Accountancy News

Wednesday 6 April 2011 : Budget and other changes

Main changes for the new tax year include:-

Corporation tax main rate 26 %

Small profits rate                20%

Mileage rate for business miles 45p per mile for first 10,000

                                                           25p per mile for remaining miles in the tax year

Capital Gains Tax Annual Exemption £10,600

Entrepreneurs Relief Lifetime limit £10m

ISA allowance £10,680 (cash £5,340)

Personal Pension Tax Relief limited to £50,000 per annum gross contributions. (Conditions apply)

Sheffield named an Enterprise Zone - watch this space for more details

These are just a few of the many changes announced both in the budget and by other means.
Contact us for more details.

Thursday, 28 Apr 2011 : H M R C gets tough on late tax returns

HMRC have announced a new tougher penalty regime for taxpayers who submit their self assessment tax returns after the normal deadline date.They will be charged £100 for late submission even if they are due to a refund of tax and the return is only one day late with further penalties of £10 per day for the first 90 days late - a possible £900 for a three month delay.  

The longer the delay in submitting the return, the higher the penalty with a delay of twelve months resulting in a penalty of £1,600,alongside interest and surcharges on any tax paid late. Delays will be expensive from now on.

Thursday, 28 Apr 2011 : HMRC announce new VAT penalties

H M Revenue and Customs (HMRC) have announced that with efffect from 6 April 2012, all businesses,regardless of their turnover,will be required to submit their VAT returns online and make all payments of VAT electronically. Failure to do so will result in a penalty charge of between £100 and £400 per paper form dependent on the turnover of the business.

It is therefore extremely important that any business who has not yet signed up to complete VAT returns and pay their VAT online,do so without delay. Business already required to use the online system, will in future be penalised for failing to do so,with immediate effect.

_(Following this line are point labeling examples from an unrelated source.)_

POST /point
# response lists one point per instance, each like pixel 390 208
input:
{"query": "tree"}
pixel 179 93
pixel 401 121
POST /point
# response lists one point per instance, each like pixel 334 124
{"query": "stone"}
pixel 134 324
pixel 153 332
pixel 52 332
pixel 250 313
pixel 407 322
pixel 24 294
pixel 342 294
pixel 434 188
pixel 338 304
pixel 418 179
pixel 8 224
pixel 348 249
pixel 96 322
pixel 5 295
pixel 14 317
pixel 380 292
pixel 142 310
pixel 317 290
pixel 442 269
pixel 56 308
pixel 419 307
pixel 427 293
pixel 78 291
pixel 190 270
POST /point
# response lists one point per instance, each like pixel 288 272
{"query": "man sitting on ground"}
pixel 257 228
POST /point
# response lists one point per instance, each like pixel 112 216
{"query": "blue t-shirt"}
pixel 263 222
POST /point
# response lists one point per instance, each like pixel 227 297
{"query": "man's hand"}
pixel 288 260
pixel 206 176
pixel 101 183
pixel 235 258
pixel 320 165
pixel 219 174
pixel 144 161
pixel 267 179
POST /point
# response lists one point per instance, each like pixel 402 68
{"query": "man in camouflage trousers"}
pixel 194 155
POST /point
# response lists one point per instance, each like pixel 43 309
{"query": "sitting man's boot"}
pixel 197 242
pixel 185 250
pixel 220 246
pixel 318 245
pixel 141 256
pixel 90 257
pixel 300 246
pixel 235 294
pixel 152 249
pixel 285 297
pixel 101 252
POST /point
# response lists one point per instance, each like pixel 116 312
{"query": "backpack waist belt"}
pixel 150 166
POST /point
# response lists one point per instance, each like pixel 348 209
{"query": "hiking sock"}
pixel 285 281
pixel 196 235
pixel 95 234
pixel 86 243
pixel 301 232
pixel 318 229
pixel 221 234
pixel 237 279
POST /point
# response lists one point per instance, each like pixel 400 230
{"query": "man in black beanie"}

Sunday 1 October 2011 : National Minimum Wage

The National Minimum Wage will be increased with effect from 1 October 2011 the following rates will apply :-

Workers aged 21 and over  £6.08 per hour

Workers aged 18-20            £4.98 per hour

Workers aged 16-17            £3.68 per hour

Tuesday, 1 November 2011 : New Junior ISA

There will now be a new savings vehicle for children with the introduction of the Junior ISA for children born before
1 September 2002 and after 3 January 2011. Children who already have a Child Trust Fund will not be eligible. More details will be announced but interested parents or families should contact a savings provider or financial adviser for options.Interest on such investments will be tax free.This new product could help in Inheritance Tax planning with grandparents being able to provide a nest egg for children.

Tuesday 31 January 2012 : Tax return deadline online submissions only

The deadline for submitting a paper tax return was 31 October 2011. After that date tax returns may only be submitted online. Failure to do so will result in a penalty charge. The deadline for submitting an online tax return remains
31 January 2012, with penalties for late submission even if there is no tax to pay.

Friday 6 April 2012 : Compulsory company pension schemes

Compulsory pension schemes are just around the corner for  some employers.In the next three years  businesses involved will be contacted by The Pensions Regulator and obliged to set up a pension scheme. This is one obligation that cannot be ignored and will be costly, since employers will be required to contribute to the scheme for most employees.Employers need to look closely at the options available.

Friday 6 April 2012 : Student loan repayments

The level of income at which student loan repayments must commence will rise from £15,000 per annum to £15,795 per annum with effect from the beginning of the new tax year. This threshold will now be increased annually in line with the annual increase in the RPI. It is however calculated  pro rata on a weekly or monthly basis in line with salary payments. The amount repayable each week or month will remain at 9% of  income above the pro rated threshold.